1 — 16:20 — Efficient Methods for Solving Bilevel-structure Optimization Problem
Bilevel optimization is an important class of hierarchical decision-making where one optimization problem is nested within another. This modeling framework finds extensive applications across diverse domains, including machine learning, energy systems, and economics. However, as the scale and complexity of these systems continue to increase, there is a critical need to develop scalable and reliable optimization algorithms for bilevel optimization. For example, model-agnostic meta-learning in machine learning can be cast as a bilevel optimization where the follower computes task-specific parameters using a set of meta-parameters (leader’s decision variable) and the goal is to learn meta-parameters that produce appropriate task-specific parameters after adaptation. Other examples in this area include few-shot learning, reinforcement learning, and hyperparameter learning.

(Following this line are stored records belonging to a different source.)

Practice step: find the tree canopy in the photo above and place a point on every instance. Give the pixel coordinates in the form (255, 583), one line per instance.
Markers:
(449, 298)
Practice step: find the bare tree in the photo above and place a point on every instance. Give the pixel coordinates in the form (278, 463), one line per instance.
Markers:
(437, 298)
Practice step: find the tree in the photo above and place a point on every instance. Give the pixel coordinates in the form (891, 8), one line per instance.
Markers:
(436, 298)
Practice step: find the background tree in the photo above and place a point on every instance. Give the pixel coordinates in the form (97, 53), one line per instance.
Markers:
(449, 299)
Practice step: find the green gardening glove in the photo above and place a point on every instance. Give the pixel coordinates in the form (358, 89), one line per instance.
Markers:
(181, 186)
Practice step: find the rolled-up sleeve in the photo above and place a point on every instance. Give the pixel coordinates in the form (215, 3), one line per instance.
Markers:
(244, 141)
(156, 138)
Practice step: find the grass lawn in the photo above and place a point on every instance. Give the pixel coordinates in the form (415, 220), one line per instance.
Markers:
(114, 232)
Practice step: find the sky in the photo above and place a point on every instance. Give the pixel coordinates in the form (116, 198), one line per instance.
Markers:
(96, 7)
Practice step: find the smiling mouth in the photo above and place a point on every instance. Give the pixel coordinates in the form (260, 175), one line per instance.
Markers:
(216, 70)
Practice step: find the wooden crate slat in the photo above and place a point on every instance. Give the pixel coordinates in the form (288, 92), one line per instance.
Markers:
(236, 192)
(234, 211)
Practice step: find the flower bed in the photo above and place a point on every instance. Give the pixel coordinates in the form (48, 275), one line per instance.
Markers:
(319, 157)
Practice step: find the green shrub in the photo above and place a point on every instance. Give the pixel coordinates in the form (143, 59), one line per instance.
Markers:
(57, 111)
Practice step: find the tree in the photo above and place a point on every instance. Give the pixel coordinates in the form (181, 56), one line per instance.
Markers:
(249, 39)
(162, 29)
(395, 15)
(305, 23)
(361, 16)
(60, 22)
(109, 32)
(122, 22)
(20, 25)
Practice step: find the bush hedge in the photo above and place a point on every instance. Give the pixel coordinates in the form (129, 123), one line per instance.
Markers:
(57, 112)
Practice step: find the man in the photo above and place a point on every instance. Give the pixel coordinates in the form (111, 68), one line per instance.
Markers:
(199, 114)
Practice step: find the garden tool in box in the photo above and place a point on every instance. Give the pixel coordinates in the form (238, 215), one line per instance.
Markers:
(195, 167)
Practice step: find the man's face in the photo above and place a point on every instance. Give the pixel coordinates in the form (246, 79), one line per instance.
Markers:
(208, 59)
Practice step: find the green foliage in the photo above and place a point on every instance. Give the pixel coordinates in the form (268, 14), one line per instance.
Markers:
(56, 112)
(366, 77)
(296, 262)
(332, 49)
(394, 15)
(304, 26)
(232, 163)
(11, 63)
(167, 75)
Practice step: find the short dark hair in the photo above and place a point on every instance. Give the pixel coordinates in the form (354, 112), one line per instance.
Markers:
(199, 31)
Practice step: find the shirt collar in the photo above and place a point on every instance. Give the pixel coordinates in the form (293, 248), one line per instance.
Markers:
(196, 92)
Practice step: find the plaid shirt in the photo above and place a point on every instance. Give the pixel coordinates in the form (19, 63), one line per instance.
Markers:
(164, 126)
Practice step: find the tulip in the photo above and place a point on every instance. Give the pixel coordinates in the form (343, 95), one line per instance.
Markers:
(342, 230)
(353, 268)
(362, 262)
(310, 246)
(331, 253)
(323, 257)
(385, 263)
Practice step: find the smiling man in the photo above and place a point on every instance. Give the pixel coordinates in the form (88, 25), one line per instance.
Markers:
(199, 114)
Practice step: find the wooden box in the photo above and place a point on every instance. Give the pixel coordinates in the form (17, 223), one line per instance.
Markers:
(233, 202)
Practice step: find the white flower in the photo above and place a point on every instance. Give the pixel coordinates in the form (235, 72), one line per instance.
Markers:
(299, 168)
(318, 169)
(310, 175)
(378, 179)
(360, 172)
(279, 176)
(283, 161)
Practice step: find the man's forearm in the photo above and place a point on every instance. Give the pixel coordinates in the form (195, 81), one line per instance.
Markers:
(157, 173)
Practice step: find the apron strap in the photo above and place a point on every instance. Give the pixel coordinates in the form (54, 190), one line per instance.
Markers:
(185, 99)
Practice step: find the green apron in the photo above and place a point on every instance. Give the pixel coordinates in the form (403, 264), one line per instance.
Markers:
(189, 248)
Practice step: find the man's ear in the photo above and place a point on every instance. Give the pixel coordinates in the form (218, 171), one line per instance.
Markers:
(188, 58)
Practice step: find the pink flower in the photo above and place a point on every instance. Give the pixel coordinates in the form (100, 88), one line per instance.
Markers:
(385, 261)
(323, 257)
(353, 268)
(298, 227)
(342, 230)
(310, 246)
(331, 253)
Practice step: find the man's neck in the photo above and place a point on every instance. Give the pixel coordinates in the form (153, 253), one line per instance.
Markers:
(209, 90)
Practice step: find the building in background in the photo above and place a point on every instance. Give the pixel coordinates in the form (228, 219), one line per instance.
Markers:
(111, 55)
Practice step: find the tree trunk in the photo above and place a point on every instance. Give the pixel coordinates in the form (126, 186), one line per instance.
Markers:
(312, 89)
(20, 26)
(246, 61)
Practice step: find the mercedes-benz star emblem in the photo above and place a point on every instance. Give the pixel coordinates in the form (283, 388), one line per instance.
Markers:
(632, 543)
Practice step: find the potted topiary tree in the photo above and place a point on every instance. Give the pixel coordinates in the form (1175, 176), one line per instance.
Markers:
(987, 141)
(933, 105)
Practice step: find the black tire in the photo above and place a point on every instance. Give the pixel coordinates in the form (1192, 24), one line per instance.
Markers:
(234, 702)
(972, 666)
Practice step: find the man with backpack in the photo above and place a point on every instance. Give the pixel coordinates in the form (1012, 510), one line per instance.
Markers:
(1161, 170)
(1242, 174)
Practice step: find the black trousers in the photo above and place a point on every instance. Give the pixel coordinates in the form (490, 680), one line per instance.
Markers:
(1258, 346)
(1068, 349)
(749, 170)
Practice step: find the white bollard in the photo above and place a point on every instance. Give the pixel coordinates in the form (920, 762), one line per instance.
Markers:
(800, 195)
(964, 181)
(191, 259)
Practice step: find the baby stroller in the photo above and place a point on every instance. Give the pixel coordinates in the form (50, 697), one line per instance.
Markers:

In this talk, we discuss various bilevel-structure problems including constrained bilevel optimization and bilevel saddle point problems. For each problem structure, we introduce a novel efficient first-order algorithm with a convergence rate guarantee. Several methods have been developed for tackling unconstrained bilevel optimization problems, but there is limited work on methods for constrained and min-max settings. Our proposed methods have an improved per-iteration complexity, surpassing existing methods. We also present numerical experiments to showcase the superior performance of our methods compared with state-of-the-art methods.
2 — 16:50 — Non-asymptotic Global Convergence Rates of BFGS with Exact Line Search
In this talk, we explore the non-asymptotic global convergence rates of the Broyden-FletcherGoldfarb-Shanno (BFGS) method implemented with exact line search. Notably, due to Dixon’s equivalence result, our findings are also applicable to other quasi-Newton methods in the convex Broyden class employing exact line search, such as the Davidon-Fletcher-Powell (DFP) method. Specifically, we focus on problems where the objective function is strongly convex with Lipschitz continuous gradient and Hessian. Our results hold for any initial point and any symmetric positive definite initial Hessian approximation matrix. The analysis unveils a detailed three-phase convergence process, characterized by distinct linear and superlinear rates, contingent on the iteration progress. Additionally, our theoretical findings demonstrate the trade-offs between linear and superlinear convergence rates for BFGS when we modify the initial Hessian approximation matrix, a phenomenon further corroborated by our numerical experiments.
3 — 17:20 — Second-order Information Promotes Mini-Batch Robustness in Variance-Reduced Gradients
We show that, for finite-sum minimization problems, incorporating partial second-order information of the objective function can dramatically improve the robustness to mini-batch size of variance-reduced stochastic gradient methods, making them more scalable while retaining their benefits over traditional Newton-type approaches. We demonstrate this phenomenon on a prototypical stochastic second-order algorithm, called Mini-Batch Stochastic Variance-Reduced Newton (Mb-SVRN), which combines variance-reduced gradient estimates with access to an approximate Hessian oracle. In particular, we show that when the data size n is sufficiently large, i.e., $n >> \alpha^2 \kappa$, where $\kappa$ is the condition number and alpha is the Hessian approximation factor, then Mb-SVRN achieves a fast linear convergence rate that is independent of the gradient mini-batch size b, as long b is in the range between 1 and $b_{\max} = O(n / (\alpha log n))$. Only after increasing the mini-batch size past this critical point $b_{\max}$, the method begins to transition into a standard Newton-type algorithm which is much more sensitive to the Hessian approximation quality. We demonstrate this phenomenon empirically on benchmark optimization tasks showing that, after tuning the step size, the convergence rate of Mb-SVRN remains fast for a wide range of mini-batch sizes, and the dependence of the phase transition point $b_{\max}$ on the Hessian approximation factor alpha agrees with our theory.